Member of the Legislative Assembly of Manitoba for Portage La Prairie
- In office October 11, 1977 – August 25, 1985
- Preceded by: Peter Burtniak
- Succeeded by: Ed Connery

Personal details
- Born: April 20, 1920 Burnside, Manitoba
- Died: August 25, 1985 (aged 65)

= Lloyd Hyde =

Canadian politician

Lloyd George Hyde (April 24, 1920 in Burnside, Manitoba – August 25, 1985) was a politician in Manitoba, Canada. He served as a Progressive Conservative member of the Legislative Assembly of Manitoba from 1977 until his death in 1985.

==Early life==
The son of Joseph Hyde and Frances Troop, he was educated in Burnside and Portage la Prairie and worked as a farmer after attending high school.
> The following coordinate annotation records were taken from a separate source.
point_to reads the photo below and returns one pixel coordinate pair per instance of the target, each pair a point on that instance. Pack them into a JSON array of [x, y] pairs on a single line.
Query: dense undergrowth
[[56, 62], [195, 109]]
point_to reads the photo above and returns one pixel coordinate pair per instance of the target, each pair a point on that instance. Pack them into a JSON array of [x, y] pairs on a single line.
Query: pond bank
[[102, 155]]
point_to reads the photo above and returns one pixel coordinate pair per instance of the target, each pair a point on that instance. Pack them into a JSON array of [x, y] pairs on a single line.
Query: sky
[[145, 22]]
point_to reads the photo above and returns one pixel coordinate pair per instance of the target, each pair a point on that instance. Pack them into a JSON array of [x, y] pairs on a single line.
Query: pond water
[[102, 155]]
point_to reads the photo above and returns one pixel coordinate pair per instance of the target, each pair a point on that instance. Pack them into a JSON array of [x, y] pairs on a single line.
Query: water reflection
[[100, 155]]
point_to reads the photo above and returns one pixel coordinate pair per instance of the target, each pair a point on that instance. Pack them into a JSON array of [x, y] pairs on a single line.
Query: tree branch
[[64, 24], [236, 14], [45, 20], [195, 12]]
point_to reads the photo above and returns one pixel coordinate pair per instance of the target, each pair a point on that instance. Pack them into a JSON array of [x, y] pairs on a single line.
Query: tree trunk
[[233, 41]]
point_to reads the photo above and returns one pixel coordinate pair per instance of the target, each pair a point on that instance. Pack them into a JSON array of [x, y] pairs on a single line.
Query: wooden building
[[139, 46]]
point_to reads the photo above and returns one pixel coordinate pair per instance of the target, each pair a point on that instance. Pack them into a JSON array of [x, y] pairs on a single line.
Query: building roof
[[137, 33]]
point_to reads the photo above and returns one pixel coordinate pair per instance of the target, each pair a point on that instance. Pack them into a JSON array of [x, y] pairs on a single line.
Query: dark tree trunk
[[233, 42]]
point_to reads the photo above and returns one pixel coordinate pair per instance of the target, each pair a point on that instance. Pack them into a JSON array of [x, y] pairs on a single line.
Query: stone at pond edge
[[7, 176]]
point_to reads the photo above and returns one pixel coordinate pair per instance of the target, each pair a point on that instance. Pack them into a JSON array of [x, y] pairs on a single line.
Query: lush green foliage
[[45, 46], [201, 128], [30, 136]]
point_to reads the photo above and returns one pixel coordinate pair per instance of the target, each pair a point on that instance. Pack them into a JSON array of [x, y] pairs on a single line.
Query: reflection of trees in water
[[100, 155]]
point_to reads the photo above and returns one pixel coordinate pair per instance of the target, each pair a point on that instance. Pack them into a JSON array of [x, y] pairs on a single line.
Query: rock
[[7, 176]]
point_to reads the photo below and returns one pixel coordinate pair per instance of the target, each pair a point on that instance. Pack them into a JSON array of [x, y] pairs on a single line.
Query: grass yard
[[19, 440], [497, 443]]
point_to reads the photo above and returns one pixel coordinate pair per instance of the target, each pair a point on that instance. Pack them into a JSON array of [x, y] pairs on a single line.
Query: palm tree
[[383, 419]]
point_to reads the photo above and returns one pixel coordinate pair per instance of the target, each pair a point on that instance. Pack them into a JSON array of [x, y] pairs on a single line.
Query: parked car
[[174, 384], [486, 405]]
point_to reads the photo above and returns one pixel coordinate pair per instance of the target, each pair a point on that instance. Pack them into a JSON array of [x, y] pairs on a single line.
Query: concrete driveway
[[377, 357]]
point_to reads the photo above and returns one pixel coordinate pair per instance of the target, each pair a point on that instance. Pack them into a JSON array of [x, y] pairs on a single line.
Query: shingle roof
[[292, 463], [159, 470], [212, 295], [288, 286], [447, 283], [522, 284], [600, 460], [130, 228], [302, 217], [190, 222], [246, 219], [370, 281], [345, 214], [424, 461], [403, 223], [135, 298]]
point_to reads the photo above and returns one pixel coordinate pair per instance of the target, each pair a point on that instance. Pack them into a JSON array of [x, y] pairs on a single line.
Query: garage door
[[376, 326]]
He also served with an artillery unit in the Canadian Forces from 1941 to 1945. Hyde subsequently became a Director of the Portage Industrial Exhibition and an Associate Member of the Portage la Prairie District Planning Scheme, as well as a freemason. He also was an active member of the local Barber Quartet Society. In 1946, Hyde married Isabel Margaret Spriggs.

== Political career ==

He was first elected to the Manitoba legislature in the 1977 election, defeating his New Democratic opponent by about 1,500 votes in the riding of Portage la Prairie. The Tories won a majority government in this election, although Hyde was not appointed to the cabinet of Premier Sterling Lyon.

The Tories were defeated in the provincial election of 1981, although Hyde easily retained his own riding. He continued serving as an MLA until his death in 1985.